The film’s essentially a series of home movie-like snippets edited together to give us, supposedly, an inside look at how this evolution progressed. We get to meet the people of the animation studio first-hand and get a sense of the unique stresses they had to endure as a result of all the culture jarring changes.
The biggest problem with the film is that, frankly, it’s told by Disney itself. Amazingly Disney doesn’t give us a complete white wash of the issues and, for seemingly the first time that I’ve ever seen, actually allows some unflattering light to fall on them. However, the results are predictably underwhelming.
The short film barely, if at all, touches on the biggest issues. Anyone who read the wonderful book, DisneyWar, will know this story inside-out and the first question they would have is, “What happened to Mike Ovitz?” Ovitz, best friend of Eisner’s, was brought in to be Disney’s President and when Eisner started to get nervous about his growth Ovitz was excised with a golden parachute that rocked the entire Disney board. The only hint we get about this entire debacle is that in one scene Disney head Frank Wells goes from the title COO to President. That’s it.

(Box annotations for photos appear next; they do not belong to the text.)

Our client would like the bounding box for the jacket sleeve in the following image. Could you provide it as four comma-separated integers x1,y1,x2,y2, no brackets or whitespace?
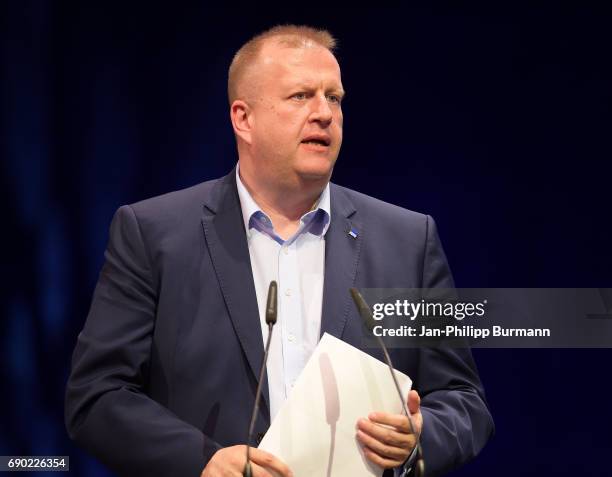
415,217,494,477
65,206,220,476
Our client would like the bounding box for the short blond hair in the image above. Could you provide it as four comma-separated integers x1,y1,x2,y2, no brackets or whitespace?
227,25,337,104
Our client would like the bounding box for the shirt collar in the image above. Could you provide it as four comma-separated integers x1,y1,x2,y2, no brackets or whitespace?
236,163,331,241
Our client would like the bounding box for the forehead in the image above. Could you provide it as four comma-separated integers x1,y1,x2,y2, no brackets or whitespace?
258,42,342,88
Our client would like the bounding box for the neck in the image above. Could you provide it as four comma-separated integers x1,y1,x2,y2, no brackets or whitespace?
239,165,327,240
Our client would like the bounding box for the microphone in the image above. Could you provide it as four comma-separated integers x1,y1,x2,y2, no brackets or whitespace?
242,280,278,477
349,288,425,477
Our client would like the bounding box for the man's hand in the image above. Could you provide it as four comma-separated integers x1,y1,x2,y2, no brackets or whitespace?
201,445,293,477
357,391,423,469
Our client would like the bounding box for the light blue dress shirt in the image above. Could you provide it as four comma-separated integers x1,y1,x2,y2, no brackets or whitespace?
236,167,331,419
236,165,416,476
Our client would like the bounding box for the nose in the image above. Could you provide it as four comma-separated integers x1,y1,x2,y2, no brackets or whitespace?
310,94,333,127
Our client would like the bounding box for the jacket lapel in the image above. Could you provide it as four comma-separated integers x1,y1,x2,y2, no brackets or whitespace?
321,184,363,338
202,169,269,407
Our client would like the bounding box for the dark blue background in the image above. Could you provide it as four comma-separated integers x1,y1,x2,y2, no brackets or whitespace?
0,1,612,477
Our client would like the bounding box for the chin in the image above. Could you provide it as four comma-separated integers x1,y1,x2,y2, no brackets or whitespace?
295,157,336,182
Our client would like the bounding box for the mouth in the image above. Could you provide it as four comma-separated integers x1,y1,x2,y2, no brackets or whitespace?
302,135,331,147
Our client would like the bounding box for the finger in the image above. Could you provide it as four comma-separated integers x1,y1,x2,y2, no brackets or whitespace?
357,431,416,462
250,462,274,477
408,389,421,414
251,448,293,477
366,412,410,433
363,447,405,469
357,416,411,447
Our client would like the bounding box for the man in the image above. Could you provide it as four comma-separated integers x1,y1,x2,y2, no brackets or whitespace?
66,26,492,477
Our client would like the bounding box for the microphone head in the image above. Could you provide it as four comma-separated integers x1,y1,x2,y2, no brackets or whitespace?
266,280,278,325
349,288,376,331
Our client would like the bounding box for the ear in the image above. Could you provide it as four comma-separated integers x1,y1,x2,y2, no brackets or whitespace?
230,99,253,144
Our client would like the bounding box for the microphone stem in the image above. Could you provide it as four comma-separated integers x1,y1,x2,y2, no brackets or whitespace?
374,335,425,477
244,323,274,477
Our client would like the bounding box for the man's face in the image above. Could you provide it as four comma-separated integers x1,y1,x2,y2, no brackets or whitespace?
250,43,344,188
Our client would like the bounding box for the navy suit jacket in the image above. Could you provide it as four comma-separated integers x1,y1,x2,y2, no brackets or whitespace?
66,171,493,476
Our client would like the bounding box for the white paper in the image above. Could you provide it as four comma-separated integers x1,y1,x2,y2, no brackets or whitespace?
259,333,412,477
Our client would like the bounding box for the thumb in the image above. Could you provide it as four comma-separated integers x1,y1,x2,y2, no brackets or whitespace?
408,389,421,414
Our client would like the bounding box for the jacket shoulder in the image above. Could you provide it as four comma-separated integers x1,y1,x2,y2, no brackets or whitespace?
332,180,431,228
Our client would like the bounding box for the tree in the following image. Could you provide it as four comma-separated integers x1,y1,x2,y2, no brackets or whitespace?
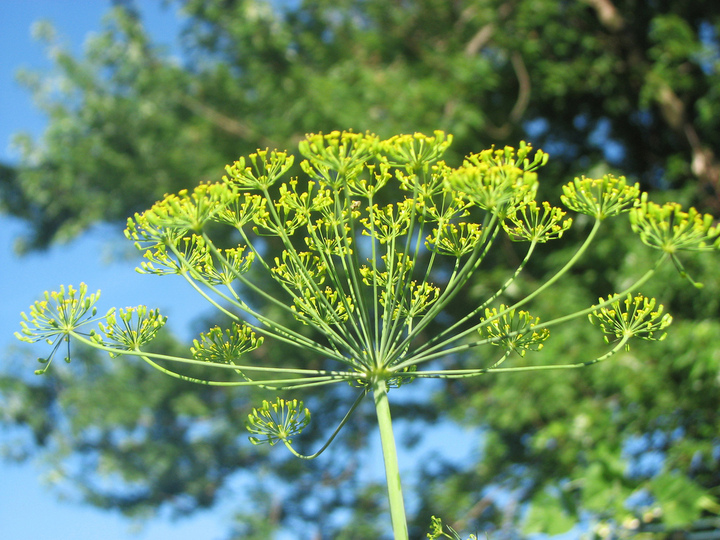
2,0,720,537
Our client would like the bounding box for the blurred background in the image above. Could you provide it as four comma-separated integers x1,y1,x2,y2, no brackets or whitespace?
0,0,720,540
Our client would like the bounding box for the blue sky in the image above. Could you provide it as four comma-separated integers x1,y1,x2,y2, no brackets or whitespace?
0,4,490,540
0,0,231,540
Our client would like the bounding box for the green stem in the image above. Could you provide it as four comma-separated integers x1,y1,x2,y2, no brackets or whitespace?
373,379,408,540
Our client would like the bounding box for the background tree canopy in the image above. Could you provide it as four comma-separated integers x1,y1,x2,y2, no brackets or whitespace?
0,0,720,539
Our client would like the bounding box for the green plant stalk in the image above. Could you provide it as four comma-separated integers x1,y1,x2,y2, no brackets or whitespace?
373,378,408,540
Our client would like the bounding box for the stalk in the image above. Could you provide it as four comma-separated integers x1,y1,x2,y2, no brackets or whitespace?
373,379,408,540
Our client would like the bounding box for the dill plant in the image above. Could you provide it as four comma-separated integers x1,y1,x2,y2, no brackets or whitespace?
17,131,720,540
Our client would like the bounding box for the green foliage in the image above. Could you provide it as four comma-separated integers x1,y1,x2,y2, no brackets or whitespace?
0,0,720,538
18,131,717,540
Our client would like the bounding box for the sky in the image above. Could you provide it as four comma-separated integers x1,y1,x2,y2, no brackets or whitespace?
0,4,484,540
0,0,231,540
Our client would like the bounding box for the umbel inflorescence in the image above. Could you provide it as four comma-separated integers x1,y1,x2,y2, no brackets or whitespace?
18,131,720,538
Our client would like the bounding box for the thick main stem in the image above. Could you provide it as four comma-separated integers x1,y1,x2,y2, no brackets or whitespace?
373,379,408,540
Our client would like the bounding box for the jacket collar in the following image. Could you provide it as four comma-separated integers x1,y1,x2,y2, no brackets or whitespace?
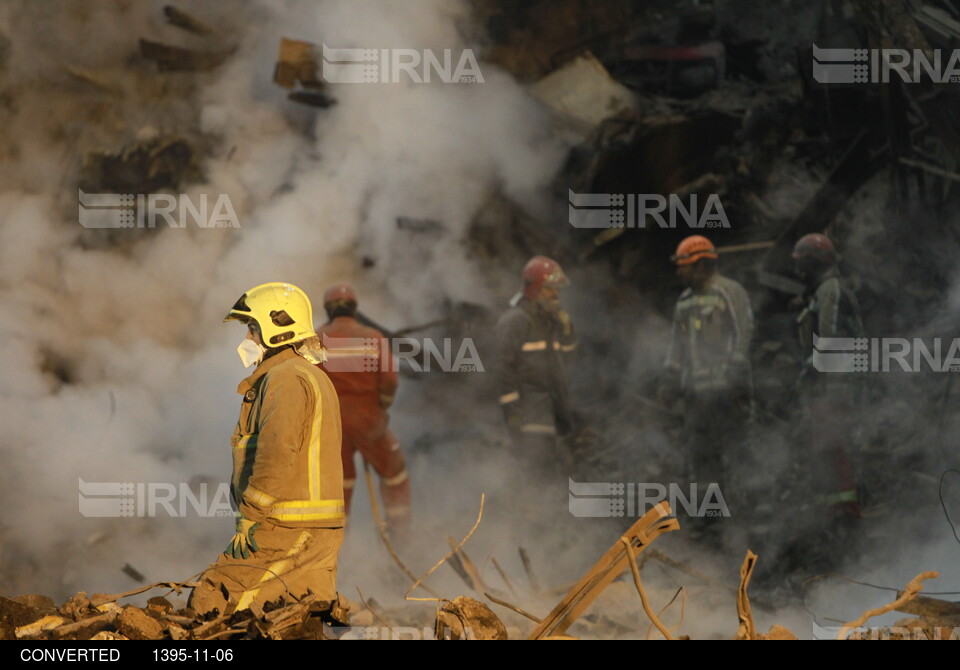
237,348,299,393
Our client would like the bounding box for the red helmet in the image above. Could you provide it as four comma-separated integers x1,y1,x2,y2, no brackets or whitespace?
323,284,358,305
793,233,837,263
521,256,570,300
670,235,718,265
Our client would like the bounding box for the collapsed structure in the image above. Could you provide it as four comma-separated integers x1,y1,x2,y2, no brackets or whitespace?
0,0,960,640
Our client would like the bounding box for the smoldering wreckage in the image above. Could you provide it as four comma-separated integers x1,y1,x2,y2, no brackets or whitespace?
0,0,960,640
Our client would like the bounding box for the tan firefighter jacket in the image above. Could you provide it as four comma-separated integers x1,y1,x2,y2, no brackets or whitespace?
230,349,344,528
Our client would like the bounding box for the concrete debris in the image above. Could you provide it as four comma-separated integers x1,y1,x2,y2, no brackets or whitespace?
16,614,68,640
273,37,336,108
436,596,507,640
81,137,203,194
530,52,637,140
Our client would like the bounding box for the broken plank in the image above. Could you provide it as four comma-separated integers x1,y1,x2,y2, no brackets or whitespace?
140,39,233,72
529,501,680,640
163,5,215,35
897,591,960,619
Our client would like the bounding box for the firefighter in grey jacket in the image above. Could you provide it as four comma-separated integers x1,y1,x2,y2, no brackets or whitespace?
660,235,753,490
496,256,577,461
793,233,864,519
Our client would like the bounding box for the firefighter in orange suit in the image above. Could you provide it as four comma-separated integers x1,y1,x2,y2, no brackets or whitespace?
317,284,410,540
189,283,345,614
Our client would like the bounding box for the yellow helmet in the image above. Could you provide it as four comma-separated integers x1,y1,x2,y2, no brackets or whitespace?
224,282,317,347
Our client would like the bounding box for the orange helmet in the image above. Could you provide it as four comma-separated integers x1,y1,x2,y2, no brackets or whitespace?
793,233,837,264
323,284,357,305
521,256,570,300
670,235,718,265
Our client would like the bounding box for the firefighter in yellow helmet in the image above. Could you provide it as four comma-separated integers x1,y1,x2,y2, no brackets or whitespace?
189,283,344,614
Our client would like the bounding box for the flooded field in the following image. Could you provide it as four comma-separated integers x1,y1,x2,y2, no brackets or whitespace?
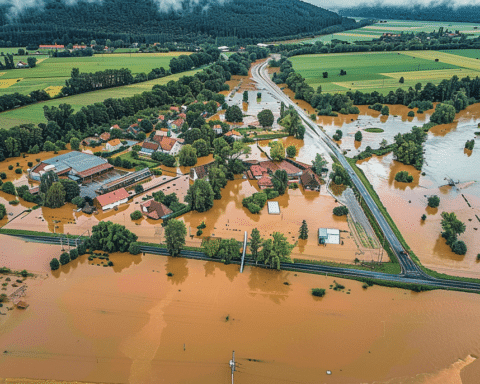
0,249,480,384
330,104,480,277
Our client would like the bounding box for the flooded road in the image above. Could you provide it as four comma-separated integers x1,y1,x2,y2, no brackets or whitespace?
0,254,480,384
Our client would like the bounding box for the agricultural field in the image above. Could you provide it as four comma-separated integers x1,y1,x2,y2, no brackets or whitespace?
0,48,190,95
290,50,480,93
303,20,480,43
0,69,199,129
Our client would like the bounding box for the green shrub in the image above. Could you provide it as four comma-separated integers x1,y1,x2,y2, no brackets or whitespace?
312,288,326,297
333,205,348,216
60,252,70,265
128,242,140,255
130,210,143,220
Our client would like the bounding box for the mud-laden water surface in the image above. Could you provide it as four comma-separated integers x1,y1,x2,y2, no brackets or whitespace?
0,254,480,384
348,104,480,277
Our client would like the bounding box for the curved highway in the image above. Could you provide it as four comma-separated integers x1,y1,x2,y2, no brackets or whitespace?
252,59,480,289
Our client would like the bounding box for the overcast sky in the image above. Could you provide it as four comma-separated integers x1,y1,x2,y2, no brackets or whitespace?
303,0,480,9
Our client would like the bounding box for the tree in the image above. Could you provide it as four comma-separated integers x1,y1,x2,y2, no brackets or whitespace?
333,205,348,216
130,210,143,220
58,179,80,203
298,220,308,240
50,257,60,271
1,181,17,195
430,103,456,124
165,219,187,256
90,221,137,252
428,195,440,208
272,169,288,195
70,137,80,151
185,179,214,212
312,153,327,176
225,105,243,123
60,252,70,265
178,144,197,167
268,141,285,161
192,139,210,157
45,181,66,208
250,228,263,264
287,145,297,157
257,109,275,128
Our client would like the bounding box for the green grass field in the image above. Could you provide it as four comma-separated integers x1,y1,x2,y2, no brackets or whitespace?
290,52,462,92
0,48,189,95
0,69,200,129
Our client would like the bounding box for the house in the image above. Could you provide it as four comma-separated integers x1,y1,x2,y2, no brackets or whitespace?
153,135,182,156
258,175,273,189
105,139,122,152
300,169,321,192
250,164,268,180
93,188,129,211
138,141,159,156
140,199,173,220
224,129,243,141
190,162,215,181
318,228,340,244
212,124,223,135
127,123,141,136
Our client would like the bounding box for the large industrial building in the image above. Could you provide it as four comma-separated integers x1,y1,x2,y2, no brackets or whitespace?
29,151,113,183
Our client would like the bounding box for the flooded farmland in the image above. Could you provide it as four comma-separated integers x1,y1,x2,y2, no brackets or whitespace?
0,249,480,384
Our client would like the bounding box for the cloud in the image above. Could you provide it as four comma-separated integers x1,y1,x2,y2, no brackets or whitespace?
0,0,103,17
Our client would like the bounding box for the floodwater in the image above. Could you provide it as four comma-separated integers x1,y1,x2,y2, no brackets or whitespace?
0,250,480,384
338,104,480,277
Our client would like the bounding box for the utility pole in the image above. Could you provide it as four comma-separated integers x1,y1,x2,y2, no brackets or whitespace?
230,351,235,384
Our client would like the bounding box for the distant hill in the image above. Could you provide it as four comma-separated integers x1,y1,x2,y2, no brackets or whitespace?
339,3,480,23
0,0,355,46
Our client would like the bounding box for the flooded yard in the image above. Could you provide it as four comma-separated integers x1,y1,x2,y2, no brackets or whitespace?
0,249,480,384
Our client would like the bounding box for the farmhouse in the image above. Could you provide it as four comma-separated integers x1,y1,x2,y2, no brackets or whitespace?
140,199,173,220
29,151,113,182
93,188,129,211
318,228,340,244
105,139,122,151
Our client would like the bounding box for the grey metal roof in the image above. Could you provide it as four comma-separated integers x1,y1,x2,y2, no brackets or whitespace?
43,151,107,172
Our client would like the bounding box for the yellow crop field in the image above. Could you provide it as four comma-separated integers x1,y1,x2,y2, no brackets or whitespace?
402,51,480,71
45,85,63,97
0,78,22,88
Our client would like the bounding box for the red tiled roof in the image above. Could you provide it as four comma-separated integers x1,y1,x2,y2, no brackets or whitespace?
140,199,173,220
77,163,113,177
142,141,158,151
258,176,273,187
100,132,110,141
250,164,267,176
96,188,128,207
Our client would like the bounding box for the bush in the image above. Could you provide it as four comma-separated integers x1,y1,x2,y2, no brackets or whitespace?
50,258,60,271
312,288,325,297
452,240,467,255
70,249,78,260
395,171,413,183
60,252,70,265
128,242,140,255
130,210,143,220
333,205,348,216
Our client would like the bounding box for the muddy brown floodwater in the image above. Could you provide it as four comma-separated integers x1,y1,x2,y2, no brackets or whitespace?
0,250,480,384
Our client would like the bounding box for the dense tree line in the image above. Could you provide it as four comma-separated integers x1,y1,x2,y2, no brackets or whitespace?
0,0,356,46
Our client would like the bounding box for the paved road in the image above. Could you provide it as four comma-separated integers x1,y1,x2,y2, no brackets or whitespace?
252,60,480,289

Even in the areas where Disney has the opportunity to openly shine the movie manages to miss the beat. The entire magic of the most successful scene in Beauty and the Beast—the ballroom scene—is given 3-second coverage here with nothing even mentioned about it. Pixar, and their impact, is reduced to bit player status.
There are memorable moments. Disney manages to tell the Howard Ashman story in an acceptable, albeit overly-professional, way. Not surprisingly the villian role is handed off squarely to Jeffrey Katzenberg. That’s understandable but frankly the biggest failure of the film is in honestly placing Eisner in this role. Eisner wasn’t a fan of animation from the start, thought about killing it off entirely, disliked many of the studio’s most successful efforts, made a long series of major investment errors and so on. Here he comes off as a guy who came in, saved the company, and then started to lose interest (as the film comes to a close).
There’s a better story to be told here by a truly impartial party. We get a sense of reality when an employee, during an onscreen interview says something to the effect, “Well, I’ll tell you this now but this isn’t what I’ll say once we’re on the record.” It also ends abruptly right at one of the most interesting periods of Disney history.
In the end the movie does hit some high notes. You’ll laugh a bit. You’ll cry a bit and, as usual, the magic that is Disney shines through to captivate you here and there. Just don’t expect to get the full unvarnished story.